1 -«Os números da infecção VIH/SIDA em Portugal», InformaçãoSIDA, XI (61), Março/Abril 2007, p. 35; Centro de Vigilância Epidemiológica das Doenças Transmissíveis, 2007. Infecção VIH/SIDA, A Situação em Portugal, doc 138, Lisboa, Junho de 2007.         [ Links ]

2 - WHO Highlights on health in Portugal 2004, World Health Organization Regional Office for Europe, 2006, em linha: http://www.euro.who.int/aids/ctryinfo/overview/20060118_33

3 - Ver em linha: www.aids2006.org/fr/admin/images/upload/938.pdf ; http://network.nationalpost.com/np/blogs/fullcomment/archive/2008/05/14/mark-a-wainberg-and-julio-montaner-succcess-in-the-fight-against-aids-has-bred-complacency.aspx ; www.catie.ca/ppt/AGM2008/Treatment-as-prevention_Tyndall_1_f.ppt ; www.hivnet.ubc.ca/f/aproposdenous/pdfs/nouvelles16_3.pdf [acedidos a 25-03-2009]
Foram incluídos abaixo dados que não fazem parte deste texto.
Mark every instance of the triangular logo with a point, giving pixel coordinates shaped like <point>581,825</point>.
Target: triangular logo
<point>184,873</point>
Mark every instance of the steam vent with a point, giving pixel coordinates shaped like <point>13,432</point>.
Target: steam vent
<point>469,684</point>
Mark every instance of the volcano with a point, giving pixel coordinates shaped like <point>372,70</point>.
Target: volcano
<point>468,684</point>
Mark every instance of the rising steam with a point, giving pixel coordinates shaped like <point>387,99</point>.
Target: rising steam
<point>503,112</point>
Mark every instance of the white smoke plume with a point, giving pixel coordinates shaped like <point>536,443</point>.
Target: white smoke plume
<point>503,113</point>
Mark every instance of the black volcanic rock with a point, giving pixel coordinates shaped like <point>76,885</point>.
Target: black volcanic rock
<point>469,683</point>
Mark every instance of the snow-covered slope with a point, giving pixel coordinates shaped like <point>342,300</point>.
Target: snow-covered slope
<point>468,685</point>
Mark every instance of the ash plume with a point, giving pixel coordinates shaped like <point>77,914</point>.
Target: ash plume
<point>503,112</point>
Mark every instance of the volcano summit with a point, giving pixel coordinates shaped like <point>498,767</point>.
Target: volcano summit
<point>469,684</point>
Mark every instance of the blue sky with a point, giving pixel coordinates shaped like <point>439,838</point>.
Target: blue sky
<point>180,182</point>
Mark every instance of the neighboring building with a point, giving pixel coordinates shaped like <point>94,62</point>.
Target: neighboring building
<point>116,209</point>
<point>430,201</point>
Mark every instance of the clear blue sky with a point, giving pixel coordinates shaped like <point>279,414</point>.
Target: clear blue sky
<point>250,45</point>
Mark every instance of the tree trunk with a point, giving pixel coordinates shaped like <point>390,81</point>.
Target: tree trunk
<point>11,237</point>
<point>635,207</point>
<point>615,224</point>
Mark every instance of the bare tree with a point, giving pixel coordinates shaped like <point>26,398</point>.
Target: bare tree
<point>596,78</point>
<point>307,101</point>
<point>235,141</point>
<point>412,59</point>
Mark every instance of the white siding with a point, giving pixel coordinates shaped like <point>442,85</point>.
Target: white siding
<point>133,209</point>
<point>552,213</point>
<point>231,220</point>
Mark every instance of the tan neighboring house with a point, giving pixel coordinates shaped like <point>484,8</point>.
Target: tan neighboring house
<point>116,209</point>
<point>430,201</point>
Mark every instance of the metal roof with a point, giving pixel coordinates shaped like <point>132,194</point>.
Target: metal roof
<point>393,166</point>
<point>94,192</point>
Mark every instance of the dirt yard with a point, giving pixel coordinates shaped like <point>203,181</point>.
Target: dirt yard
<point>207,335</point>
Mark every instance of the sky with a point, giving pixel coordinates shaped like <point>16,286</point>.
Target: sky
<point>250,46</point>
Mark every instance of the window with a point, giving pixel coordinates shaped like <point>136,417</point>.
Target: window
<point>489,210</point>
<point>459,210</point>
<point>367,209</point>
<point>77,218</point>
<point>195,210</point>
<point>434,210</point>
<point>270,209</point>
4 - Opt-in: teste com consentimento expresso do paciente / opt-out: teste sem o consentimento expresso do paciente.

5 - Bruno Spire, Patrick Peretti-Watel, Sida : Une maladie chronique passée au crible, EHESP, 2007.

6 - Hugo Silva, “Quando a informação não conduz à prevenção” InformaçãoSIDA, XI (64), Setembro/Outubro 2007, p. 18.

7 - Sofia Filipe, “73% admitiram nunca ter feito o diagnóstico”, InformaçãoSIDA, XI (62), Maio/Junho 2007, p. 31.